The Oregon Department of Transportation just announced that the City of Eugene has been awarded a $909,066 grant for its bike share project. That means bikes could be on the ground and rolling in about a year, according to the city’s Transportation Planning Manager Rob Inerfeld.
The grant comes from the Connect Oregon, a Lottery-backed program dedicated solely to “non-highway projects.” This was the first cycle of the grants that where biking and walking projects were eligible to compete for the funds.
This grant will pay for nearly all of Eugene’s bike share project, which has a total cost of $1,136,333. The remainder of the needed funds will be paid for through urban renewal dollars the city has already committed to. Once up and running the entire system will have 28 stations and and 210 bikes, which includes integration with a four station, 40-bike system
already up and running that is planned at University of Oregon.
Here’s more about the system from the official project description:
“The City is committed to making this system a success and will provide a match of about $227,000 from the Riverfront Urban Renewal District. Bike sharing is an innovative transportation program, ideal for short distance point-to-point trips providing users the ability to pick up a bicycle at any self-serve bike-station and return it to any other bike station located within the system’s service area. Eugene’s downtown area has the density, existing bicycle and transit infrastructure, and public support needed to launch a successful bike share system. The bike share will create efficient connections between transit stations, commercial districts, close-in residential neighborhoods, and the UO and reap the economic, environmental, social, and health benefits that bike share has to offer. By providing an integrated bike share system throughout downtown Eugene and the UO, the City will be expanding on a convenient transportation option in bicycling that is already a widely used mode in the community.

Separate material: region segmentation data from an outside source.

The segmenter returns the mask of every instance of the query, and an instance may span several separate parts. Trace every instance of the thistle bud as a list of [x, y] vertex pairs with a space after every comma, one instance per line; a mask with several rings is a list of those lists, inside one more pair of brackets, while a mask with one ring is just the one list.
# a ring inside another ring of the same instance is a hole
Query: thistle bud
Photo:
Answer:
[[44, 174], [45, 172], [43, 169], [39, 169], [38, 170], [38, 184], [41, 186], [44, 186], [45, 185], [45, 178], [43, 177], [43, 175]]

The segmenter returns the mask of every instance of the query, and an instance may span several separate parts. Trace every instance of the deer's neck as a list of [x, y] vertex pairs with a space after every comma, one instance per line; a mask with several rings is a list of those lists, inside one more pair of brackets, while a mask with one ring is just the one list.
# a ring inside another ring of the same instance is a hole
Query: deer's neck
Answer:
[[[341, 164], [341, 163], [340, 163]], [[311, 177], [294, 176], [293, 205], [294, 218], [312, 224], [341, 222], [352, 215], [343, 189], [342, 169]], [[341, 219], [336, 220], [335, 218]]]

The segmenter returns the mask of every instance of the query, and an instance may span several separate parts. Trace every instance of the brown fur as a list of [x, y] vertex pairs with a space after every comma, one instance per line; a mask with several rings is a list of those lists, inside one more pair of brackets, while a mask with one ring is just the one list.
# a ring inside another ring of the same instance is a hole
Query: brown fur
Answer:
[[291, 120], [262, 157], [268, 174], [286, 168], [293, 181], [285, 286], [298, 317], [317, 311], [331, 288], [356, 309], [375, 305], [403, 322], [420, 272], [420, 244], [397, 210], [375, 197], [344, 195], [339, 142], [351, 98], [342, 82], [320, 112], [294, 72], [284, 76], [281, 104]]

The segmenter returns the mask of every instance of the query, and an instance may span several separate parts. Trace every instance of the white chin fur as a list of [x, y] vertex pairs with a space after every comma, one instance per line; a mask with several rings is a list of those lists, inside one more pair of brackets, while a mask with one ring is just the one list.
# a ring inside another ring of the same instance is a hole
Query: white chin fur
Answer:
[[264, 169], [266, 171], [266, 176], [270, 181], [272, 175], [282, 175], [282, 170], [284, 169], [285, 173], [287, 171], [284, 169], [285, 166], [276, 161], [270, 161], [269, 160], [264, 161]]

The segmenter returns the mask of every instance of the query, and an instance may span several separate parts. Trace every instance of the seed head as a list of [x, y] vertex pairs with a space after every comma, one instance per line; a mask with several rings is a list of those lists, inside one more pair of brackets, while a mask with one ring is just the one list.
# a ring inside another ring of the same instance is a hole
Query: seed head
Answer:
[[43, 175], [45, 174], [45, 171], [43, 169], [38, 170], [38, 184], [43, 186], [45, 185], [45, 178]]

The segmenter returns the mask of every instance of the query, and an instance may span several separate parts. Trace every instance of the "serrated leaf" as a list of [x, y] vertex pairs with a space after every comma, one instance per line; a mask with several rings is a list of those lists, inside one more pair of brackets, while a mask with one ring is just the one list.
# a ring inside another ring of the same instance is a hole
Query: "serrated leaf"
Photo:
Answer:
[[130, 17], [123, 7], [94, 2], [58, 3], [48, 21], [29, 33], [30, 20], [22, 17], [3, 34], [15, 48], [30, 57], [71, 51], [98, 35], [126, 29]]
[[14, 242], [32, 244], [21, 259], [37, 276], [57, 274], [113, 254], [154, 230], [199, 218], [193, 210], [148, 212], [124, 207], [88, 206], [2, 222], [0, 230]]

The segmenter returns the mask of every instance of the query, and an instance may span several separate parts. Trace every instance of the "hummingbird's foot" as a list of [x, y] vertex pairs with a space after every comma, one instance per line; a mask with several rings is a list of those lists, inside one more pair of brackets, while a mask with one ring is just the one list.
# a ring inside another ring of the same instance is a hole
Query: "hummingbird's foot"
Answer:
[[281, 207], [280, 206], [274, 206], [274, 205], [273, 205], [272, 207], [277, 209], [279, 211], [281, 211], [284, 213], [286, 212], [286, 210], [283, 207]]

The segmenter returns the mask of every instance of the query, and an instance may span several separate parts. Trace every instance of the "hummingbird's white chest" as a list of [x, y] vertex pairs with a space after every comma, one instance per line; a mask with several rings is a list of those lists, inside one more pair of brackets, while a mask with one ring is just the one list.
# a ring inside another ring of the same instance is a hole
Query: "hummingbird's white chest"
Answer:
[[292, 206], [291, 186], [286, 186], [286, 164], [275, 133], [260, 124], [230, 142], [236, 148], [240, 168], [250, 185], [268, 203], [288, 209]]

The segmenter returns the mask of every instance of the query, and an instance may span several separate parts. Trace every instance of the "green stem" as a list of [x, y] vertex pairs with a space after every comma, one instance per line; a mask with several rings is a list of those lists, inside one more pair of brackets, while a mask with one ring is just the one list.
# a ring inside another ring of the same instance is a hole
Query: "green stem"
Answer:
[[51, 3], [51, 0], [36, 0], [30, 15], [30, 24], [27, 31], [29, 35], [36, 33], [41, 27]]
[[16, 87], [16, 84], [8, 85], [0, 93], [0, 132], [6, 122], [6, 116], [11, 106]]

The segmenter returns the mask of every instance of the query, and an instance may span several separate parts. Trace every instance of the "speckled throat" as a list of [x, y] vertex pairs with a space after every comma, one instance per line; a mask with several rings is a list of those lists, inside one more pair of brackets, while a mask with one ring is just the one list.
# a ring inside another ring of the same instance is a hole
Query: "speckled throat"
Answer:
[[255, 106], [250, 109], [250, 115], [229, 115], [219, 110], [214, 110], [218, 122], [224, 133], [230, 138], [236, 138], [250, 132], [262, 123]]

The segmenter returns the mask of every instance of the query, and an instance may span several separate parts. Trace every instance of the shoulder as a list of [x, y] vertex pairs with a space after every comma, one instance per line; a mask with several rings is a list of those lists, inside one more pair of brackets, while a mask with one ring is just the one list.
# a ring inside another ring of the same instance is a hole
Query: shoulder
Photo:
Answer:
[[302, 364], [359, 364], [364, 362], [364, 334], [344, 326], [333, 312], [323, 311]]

The bike share system will increase mobility options for short trips of less than 2 miles, and provide an active transportation option for the first and last-mile of transit trips. In addition, a bike share program will cost-effectively relieve pressure on the transit system between downtown and the UO, which is currently at overcapacity during peak hours. Bike share systems are very scalable and the prices go up, the number of bikes or stations can be adjusted.”
As we reported back in January, Eugene is really lucky to have even been considered for this grant. After awarding $42 million in project grants back in June, the Oregon Transportation Commission gave applicants a second-chance due to some unallocated funds that popped up.
Inerfeld told us back in January that he thinks bike share will help boost the local economy and give the city an identity as an attractive place to live.
Reached today in his office, Inerfeld shared that their next step will be to contract with a consultant to help track down potential sponsors. This grant gets the bikes and stations on the ground, but the city will need to find more revenue for the ongoing maintenance and operation of the system.
Inerfeld said he sees the system as a citywide asset and he’s already engaged in talks with University of Oregon and the Lane Transit District to find a funding strategy. Another step the city will now take is to decide whether or not to have a non-profit run the system. That was a recommendation given to them by Toole Design Group, the firm that completed their bike share feasibility study.
As to the type of bikes Eugene will use, that too is up in the air. Inerfeld said they’ll put out a new RFP to find an equipment provider. He said they’ll take a close look at the more traditional fixed-station systems used in large systems like Citibike in New York City and Capital Bikeshare in D.C., or new, untethered systems like Social Bicycles.
Portland meanwhile still doesn’t have a bike share system — despite years of planning and false starts. PBOT staffers still say they are committed to the project and we’ve heard a date of 2016, but at this point not many people around here are holding their breath.